For the first time in a long time, we have the chance to build a new majority of not just Democrats, but Independents and Republicans who’ve lost faith in their Washington leaders but want to believe again – who desperately want something new…
n the end, the argument we are having between the candidates in the last seven days is not just about the meaning of change. It’s about the meaning of hope. Some of my opponents appear scornful of the word; they think it speaks of naivete, passivity, and wishful thinking.
But that’s not what hope is. Hope is not blind optimism. It’s not ignoring the enormity of the task before us or the roadblocks that stand in our path. Yes, the lobbyists will fight us. Yes, the Republican attack dogs will go after us in the general election. Yes, the problems of poverty and climate change and failing schools will resist easy repair. I know – I’ve been on the streets, I’ve been in the courts. I’ve watched legislation die because the powerful held sway and good intentions weren’t fortified by political will, and I’ve watched a nation get mislead into war because no one had the judgment or the courage to ask the hard questions before we sent our troops to fight.
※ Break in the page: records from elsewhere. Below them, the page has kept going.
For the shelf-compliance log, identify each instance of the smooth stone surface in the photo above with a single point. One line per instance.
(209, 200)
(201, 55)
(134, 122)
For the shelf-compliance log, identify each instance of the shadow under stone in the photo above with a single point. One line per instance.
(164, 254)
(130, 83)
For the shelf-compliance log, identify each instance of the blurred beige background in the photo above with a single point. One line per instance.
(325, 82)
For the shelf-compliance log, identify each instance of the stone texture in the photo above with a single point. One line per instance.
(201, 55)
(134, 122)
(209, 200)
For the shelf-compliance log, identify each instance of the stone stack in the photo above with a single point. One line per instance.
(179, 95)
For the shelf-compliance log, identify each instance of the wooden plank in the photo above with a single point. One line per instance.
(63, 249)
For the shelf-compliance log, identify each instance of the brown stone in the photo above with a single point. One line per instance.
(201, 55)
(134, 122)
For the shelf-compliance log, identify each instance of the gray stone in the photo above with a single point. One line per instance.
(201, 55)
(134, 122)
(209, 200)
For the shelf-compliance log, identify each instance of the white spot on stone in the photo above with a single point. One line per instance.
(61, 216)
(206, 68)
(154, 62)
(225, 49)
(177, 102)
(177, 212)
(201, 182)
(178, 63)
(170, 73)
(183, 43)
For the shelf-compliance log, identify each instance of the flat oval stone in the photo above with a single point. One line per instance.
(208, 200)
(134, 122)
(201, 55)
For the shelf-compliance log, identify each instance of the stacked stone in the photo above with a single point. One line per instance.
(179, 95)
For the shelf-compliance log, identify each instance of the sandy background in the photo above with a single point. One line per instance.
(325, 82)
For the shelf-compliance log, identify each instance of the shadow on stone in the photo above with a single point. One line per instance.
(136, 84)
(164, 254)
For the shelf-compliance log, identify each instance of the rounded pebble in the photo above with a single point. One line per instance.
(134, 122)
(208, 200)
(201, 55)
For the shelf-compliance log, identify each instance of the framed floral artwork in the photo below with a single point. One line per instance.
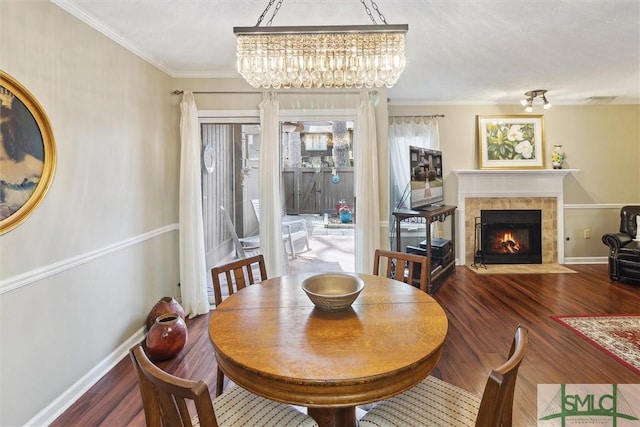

But I also know this. I know that hope has been the guiding force behind the most improbable changes this country has ever made. In the face of tyranny, it’s what led a band of colonists to rise up against an Empire. In the face of slavery, it’s what fueled the resistance of the slave and the abolitionist, and what allowed a President to chart a treacherous course to ensure that the nation would not continue half slave and half free. In the face of war and Depression, it’s what led the greatest of generations to free a continent and heal a nation. In the face of oppression, it’s what led young men and women to sit at lunch counters and brave fire hoses and march through the streets of Selma and Montgomery for freedom’s cause. That’s the power of hope – to imagine, and then work for, what had seemed impossible before.
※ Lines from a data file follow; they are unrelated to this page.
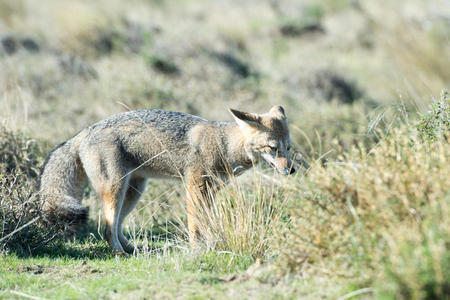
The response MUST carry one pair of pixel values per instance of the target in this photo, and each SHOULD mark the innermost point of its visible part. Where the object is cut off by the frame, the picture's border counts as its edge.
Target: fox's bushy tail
(61, 186)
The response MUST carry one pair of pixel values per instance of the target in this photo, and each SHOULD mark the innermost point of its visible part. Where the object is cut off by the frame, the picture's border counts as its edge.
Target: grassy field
(364, 89)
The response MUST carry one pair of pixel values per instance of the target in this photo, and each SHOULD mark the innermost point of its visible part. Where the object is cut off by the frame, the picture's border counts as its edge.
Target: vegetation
(365, 216)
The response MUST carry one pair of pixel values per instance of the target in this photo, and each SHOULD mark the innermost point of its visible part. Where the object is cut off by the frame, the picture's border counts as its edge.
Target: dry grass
(372, 207)
(243, 218)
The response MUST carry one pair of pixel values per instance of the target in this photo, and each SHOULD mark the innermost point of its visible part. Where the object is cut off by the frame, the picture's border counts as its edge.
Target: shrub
(21, 228)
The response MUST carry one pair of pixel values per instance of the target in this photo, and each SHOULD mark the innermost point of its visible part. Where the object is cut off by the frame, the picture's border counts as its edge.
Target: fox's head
(266, 136)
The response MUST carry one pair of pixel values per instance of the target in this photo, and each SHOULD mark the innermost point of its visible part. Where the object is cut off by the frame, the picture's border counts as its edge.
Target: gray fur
(119, 153)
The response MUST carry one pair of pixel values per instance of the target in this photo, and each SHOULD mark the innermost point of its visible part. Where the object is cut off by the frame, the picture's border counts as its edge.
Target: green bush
(435, 124)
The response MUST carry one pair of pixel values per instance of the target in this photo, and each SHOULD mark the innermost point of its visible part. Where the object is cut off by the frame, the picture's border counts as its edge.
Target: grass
(366, 216)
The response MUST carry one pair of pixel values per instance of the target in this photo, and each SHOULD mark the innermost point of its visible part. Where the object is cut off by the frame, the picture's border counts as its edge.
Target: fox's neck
(237, 156)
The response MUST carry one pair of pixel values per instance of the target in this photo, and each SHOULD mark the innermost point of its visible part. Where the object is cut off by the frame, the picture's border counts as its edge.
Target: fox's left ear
(277, 111)
(245, 120)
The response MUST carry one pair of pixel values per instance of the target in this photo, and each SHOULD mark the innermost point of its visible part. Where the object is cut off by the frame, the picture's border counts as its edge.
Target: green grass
(370, 215)
(77, 272)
That’s the change we seek. And that’s the change you can stand for in seven days.
It’s a longer excerpt because Obama’s idea is more complex, more subtle. It is to Edwards’s credit that he is able to take complex ideas and boil them down into a simple formula – and it is how he won so many court cases. Obama prefers to make his audience rise to the rhetoric, to make them work to understand him. And it has been a surprisingly effective formula so far.